My biggest learning experience is when I choose to run companies in the past, I always out sourced my accounting. When I started my current company that is what I wanted to do, and about a year into I realized that’s not what I wanted to do because I couldn’t find a good bookkeeper. They either charged way too much, didn’t do a good job, or worse did both. I have been through seven accountants and really haven’t found a good firm. So I just decided that I would do that myself.
The biggest challenge for this company was learning how to do operations, load balances and resources, profit and losses, learning different tax laws, etc. That’s been the biggest challenge for me as I’m a technical guy and I love to do technical things, and doing non-technical things sucks. But essentially that has given me a lot more knowledge of my business, as now when I have VC’s come to me to ask me questions about my business. I can tell exactly how much we are going to make, I can tell you what are our next two weeks look like, and I think that’s been the biggest challenge for me. I have also been told by a lot of people I shouldn’t be doing that.
However when I look at the businesses that fail, you can go to those people and ask them how much money are you making, what’s your hourly rate, why are you doing this and they just don’t know. To me running a small business it doesn’t make sense for us to outsource that.
How do you define success?
I got asked this 7 years ago by a news paper, don’t remember what it is now, but I think it really changes over life.

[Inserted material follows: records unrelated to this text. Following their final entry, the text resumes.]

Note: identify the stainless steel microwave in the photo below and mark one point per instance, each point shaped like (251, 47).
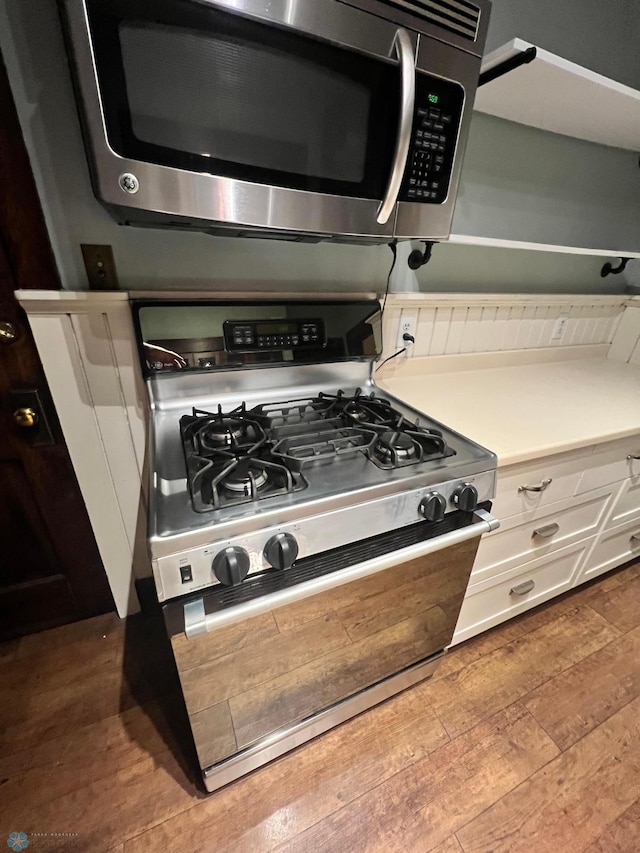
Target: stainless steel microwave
(299, 119)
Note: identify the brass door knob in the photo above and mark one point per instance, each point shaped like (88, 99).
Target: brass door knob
(25, 417)
(8, 332)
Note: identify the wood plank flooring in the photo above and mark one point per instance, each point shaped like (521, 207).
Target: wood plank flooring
(527, 738)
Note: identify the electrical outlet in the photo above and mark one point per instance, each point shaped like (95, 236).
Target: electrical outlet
(558, 329)
(100, 267)
(407, 326)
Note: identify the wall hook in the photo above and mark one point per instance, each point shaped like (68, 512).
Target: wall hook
(609, 269)
(418, 259)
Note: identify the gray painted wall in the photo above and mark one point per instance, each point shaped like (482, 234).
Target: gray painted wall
(31, 43)
(602, 35)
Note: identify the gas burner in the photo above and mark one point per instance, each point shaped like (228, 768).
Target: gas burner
(396, 448)
(227, 432)
(247, 478)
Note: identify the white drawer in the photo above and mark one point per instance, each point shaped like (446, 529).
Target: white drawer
(555, 478)
(614, 548)
(609, 463)
(544, 530)
(627, 505)
(488, 604)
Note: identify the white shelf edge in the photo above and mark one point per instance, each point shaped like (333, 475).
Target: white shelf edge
(578, 95)
(497, 243)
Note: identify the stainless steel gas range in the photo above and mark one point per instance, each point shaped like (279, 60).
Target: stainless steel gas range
(311, 538)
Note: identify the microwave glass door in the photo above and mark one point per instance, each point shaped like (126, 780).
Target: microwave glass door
(195, 87)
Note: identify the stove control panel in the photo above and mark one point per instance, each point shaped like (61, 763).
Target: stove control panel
(261, 335)
(229, 561)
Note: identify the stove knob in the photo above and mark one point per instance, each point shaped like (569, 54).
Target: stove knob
(231, 566)
(433, 507)
(465, 497)
(281, 551)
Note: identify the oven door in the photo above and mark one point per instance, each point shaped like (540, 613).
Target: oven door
(269, 664)
(266, 115)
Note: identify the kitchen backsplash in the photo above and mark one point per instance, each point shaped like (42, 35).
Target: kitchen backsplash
(464, 324)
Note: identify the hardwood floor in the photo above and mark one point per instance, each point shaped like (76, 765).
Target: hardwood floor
(527, 738)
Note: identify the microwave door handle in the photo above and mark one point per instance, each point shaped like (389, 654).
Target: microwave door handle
(404, 50)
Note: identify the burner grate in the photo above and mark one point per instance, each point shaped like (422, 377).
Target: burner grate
(314, 447)
(245, 455)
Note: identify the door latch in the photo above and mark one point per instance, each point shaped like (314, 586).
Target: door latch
(30, 416)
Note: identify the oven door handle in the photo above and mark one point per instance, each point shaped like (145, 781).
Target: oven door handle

I grew up impoverished and on a farm, we wouldn’t eat for days. My mom worked several jobs I just grew up in absolute poverty. At 18 if asked me what does success look like I didn’t know, the success I was told was, you buy a house, get a job that pays a ton of money, and you work it for the rest of your life. That’s what I was told so I did that for several years, worked several jobs.
My passion was originally technical theater, I wanted to work at the metropolitan opera, I was on the career path to put me there. Then one day I looked at my girlfriend at the time and said look if were going to have kids I can’t do this, I made the decision then to go into IT and started programming. I’ve done a lot of crazy things but it’s not always what I wanted. Back in high school my parents made me take programming because they told me that’s going to make more money. They wouldn’t let me do what I wanted, which was carpentry. So success to me then was making a lot of money, driving nice cars, and as I got older I realized that’s not what it is.

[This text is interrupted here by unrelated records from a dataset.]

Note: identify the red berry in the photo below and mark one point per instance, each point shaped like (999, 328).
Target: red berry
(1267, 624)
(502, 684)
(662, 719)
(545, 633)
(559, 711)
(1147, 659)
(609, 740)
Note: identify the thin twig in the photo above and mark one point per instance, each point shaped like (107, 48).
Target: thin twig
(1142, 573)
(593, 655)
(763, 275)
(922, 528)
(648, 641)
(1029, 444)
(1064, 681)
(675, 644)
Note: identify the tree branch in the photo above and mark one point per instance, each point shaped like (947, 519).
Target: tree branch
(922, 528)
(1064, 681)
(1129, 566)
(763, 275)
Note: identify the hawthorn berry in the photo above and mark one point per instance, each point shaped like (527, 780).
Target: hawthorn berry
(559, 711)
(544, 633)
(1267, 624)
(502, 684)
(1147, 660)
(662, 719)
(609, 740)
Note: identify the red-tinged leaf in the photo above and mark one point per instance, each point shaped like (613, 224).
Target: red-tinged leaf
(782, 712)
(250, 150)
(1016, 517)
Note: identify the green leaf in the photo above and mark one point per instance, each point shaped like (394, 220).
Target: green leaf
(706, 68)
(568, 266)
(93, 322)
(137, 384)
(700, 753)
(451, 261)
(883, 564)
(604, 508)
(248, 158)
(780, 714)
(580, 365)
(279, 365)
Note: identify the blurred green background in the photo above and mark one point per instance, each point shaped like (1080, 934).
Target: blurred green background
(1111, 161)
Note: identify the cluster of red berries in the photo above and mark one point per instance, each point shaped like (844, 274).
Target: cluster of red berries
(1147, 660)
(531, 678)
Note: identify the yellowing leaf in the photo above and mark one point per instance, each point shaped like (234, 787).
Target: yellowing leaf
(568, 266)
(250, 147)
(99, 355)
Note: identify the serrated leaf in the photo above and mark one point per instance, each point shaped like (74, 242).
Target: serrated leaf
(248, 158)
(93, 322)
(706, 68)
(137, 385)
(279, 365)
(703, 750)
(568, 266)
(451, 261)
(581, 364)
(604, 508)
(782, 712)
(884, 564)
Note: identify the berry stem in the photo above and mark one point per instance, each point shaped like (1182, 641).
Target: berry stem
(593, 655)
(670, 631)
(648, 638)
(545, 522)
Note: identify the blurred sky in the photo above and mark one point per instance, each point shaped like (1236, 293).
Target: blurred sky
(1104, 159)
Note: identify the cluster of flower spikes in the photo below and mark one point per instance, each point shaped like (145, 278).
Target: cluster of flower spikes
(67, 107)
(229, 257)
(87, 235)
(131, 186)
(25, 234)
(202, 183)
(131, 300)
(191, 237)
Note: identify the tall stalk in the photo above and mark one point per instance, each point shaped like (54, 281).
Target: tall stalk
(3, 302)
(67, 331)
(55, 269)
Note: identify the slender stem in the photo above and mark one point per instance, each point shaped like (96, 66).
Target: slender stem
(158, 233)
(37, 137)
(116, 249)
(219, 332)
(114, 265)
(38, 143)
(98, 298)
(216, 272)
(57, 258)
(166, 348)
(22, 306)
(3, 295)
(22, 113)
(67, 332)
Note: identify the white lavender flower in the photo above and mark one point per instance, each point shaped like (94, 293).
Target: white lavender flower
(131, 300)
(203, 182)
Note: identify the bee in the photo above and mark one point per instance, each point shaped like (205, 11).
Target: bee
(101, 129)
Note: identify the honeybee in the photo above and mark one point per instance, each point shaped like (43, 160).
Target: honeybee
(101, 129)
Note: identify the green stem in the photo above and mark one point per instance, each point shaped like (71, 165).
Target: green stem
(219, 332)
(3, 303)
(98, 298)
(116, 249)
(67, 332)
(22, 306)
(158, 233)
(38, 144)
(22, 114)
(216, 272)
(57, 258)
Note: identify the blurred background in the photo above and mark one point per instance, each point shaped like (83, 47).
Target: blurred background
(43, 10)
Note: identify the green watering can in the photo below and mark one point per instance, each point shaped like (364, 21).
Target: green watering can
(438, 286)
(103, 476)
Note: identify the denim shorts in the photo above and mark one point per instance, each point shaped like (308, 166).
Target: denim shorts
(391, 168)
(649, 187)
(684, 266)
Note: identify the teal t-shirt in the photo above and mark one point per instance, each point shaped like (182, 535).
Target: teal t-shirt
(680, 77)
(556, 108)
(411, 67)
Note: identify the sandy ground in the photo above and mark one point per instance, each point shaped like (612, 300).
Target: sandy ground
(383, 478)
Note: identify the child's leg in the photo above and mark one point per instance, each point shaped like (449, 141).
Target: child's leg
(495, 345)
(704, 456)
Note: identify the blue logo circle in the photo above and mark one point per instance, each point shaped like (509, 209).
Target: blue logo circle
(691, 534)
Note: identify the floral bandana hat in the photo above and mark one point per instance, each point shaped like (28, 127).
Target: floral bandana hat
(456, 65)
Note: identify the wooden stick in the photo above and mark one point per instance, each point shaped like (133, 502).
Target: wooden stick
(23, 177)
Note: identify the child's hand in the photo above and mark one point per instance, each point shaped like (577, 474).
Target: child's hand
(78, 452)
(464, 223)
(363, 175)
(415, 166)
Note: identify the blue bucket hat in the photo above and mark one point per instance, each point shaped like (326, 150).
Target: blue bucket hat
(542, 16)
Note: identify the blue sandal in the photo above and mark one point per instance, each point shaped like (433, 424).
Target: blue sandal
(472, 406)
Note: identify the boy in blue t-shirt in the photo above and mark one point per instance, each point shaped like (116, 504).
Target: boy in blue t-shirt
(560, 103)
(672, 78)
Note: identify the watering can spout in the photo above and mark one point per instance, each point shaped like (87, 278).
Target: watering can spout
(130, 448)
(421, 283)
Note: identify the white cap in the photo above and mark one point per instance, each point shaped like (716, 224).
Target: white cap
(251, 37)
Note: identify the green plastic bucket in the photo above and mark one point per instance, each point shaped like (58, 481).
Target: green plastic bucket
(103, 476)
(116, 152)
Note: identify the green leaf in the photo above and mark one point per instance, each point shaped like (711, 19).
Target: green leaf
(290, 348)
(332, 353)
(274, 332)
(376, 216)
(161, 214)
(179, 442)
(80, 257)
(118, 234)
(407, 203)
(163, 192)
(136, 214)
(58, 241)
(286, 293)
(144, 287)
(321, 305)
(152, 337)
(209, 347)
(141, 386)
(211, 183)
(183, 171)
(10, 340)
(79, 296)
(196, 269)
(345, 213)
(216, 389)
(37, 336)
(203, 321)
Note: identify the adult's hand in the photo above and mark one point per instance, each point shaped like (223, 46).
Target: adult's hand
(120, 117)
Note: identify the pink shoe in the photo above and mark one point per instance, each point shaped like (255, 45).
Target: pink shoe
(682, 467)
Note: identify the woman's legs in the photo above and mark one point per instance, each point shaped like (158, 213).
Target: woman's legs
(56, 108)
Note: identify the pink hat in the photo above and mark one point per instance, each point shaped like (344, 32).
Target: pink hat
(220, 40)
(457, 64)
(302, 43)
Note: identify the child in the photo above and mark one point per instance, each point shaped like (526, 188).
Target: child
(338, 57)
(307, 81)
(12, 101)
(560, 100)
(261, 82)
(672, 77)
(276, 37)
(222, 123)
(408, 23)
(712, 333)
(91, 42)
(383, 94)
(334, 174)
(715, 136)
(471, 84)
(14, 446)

If you were to ask me in my late twenties I would of told you doing whatever the f*** I want, whenever I want. Around then I was working remote, I was making pretty good money, was able to travel anywhere in the world and do whatever I wanted. But that the jobs I worked were a lot of stress. I didn’t realize until I had my first bad boss, and I’ve had a lot of bad bosses, that really someone could take years off your life for things that don’t matter, like a lot of stuff we do at work doesn’t matter. We aren’t doing a military convoy across Afghanistan, we don’t do heart surgery, a lot of this stuff that I did was websites or servers. Yes if it went down it was an inconvenience, but no one was going to die.
If you ask me now, and I’m in my early thirties, what success is it’s the true meaning of spending time the way I wanted. It’s not doing whatever I want its having the freedom to go spend time with my family in the morning and someone else will take care of it, and I’ll be stress free.